Today, there’s beautiful green artificial turf, a cozy 783-seat stadium. Behind the north end zone stands a sports center with a squeaky-clean gymnasium, wrestling room, weight room, film room, coaches’ offices and a balcony that overlooks the stadium.

Not bad, considering that all Maffucci wanted nine years ago was synthetic turf.

Of the handsome facility, Army-Navy’s president, Brig. Gen. Stephen M. Bliss, said, “It’s OK to dream.”

The Warriors will host a ribbon-cutting ceremony at 3:30 this afternoon to celebrate their new digs. Friday night, Army-Navy played its second home game at the stadium named after Bliss, with Bishop’s serving as a rude guest, handing the Warriors a 49-0 shutout.

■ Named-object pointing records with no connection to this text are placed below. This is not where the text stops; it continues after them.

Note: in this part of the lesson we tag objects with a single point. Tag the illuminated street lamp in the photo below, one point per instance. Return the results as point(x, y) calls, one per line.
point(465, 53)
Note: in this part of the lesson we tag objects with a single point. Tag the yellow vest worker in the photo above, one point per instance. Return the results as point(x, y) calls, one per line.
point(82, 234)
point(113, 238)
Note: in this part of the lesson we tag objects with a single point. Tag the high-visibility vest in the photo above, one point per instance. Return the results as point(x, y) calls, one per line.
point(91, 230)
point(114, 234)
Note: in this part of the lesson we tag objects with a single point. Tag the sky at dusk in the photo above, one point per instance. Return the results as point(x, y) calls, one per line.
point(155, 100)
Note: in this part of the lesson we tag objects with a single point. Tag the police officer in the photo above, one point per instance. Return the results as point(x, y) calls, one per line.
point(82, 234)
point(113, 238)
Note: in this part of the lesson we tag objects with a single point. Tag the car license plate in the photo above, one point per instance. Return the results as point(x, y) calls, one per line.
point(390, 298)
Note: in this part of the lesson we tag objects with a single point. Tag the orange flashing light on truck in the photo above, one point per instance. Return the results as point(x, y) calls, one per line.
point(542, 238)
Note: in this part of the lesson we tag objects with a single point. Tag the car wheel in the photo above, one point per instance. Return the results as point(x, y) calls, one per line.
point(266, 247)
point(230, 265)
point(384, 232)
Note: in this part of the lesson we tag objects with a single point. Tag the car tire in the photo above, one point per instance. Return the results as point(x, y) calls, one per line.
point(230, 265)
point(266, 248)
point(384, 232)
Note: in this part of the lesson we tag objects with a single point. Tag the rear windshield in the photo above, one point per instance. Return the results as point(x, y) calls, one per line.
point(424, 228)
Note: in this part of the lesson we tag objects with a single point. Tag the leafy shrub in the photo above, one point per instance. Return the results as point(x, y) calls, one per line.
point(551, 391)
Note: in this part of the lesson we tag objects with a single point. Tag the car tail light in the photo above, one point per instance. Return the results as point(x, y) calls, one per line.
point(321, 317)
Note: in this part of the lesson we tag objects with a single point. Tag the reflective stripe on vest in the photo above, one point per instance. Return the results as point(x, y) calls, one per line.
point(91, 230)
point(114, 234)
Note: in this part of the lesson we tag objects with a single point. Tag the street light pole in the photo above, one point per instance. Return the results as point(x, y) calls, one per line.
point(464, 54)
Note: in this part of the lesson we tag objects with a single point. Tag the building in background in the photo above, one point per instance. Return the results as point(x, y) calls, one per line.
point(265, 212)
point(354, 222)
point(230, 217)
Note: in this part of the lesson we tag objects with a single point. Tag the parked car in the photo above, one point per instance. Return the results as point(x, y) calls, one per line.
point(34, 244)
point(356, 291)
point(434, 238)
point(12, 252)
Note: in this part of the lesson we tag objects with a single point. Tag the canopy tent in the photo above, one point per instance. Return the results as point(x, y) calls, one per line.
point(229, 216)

Bishop’s star running back Bulla Graft gained 120 yards on eight carries, scored two TDs, and didn’t carry the ball after midway through the second quarter.

Knights quarterback Griffin Seaman tossed three touchdown passes. The visitors forced seven turnovers.

And it didn’t matter. The star of the evening was the facility, from the bright lights to the sand-colored Spanish architecture, topped by rust tiles. From the colorful lines etching the soccer and lacrosse boundaries, to the rust patches on the south goal line, 27- and 12-yard lines, identifying the first- and second-base cutouts and pitcher’s mound.

Come spring, the turf’s minuscule black pellets will be kicked up by ground balls.

“This,” Bishop’s coach Joel Allen said, “is beautiful.”

Army-Navy Academy opened in 1910 in Pacific Beach. The all-boys school moved to its present location atop a bluff overlooking the Pacific Ocean in 1936.

The on-campus joke is that Maffucci helped with the move. The man has been a part of the campus for 58 years. The day before Friday’s game, Maffucci walked across Carlsbad Boulevard to the old gymnasium and pointed to old pieces of the floor beneath pullout bleachers.

“Been there since 1936,” Maffucci said.

John Dodge, who put a son through Army-Navy, is the architect credited with the redesign project. When Maffucci asked for a new playing surface, Dodge started drawing lines, thinking gymnasium, archways, tile floors worthy of the Sistine Chapel.

Maffucci and Bliss pitched donors. Dave and Cheryl Duffield, with one Warrior graduate and another still in school, wrote a $3.5 million check.

Hence, the Duffield Sports Center.

Total cost: between $11 million and $12 million.

“It used to be a dirt field,” said Allen, who played at Army-Navy when he was a Christian High student. “Day games. No lights.

“They’ve done an absolutely tremendous job. It’s one of the top facilities in San Diego. It’s not too big, the perfect size.

“And they kept with the culture of the school. They didn’t go modern. They kept it who they are.”

The Coaster runs behind the visitors’ sideline. Military bugles blare from speakers, pointed from the campus across Carlsbad Boulevard. Palm trees sway behind the south end zone.

“Oh my, this field is ridiculously nice,” Graft said.

“It’s awesome,” Bishop’s lineman Blake Dorvillier said. “The seats look so comfortable. At halftime, you could just smell the popcorn. And smoked meat was grilling.”

It was just one game, a loss. But the Warriors are blessed with a new home. A beautiful new home.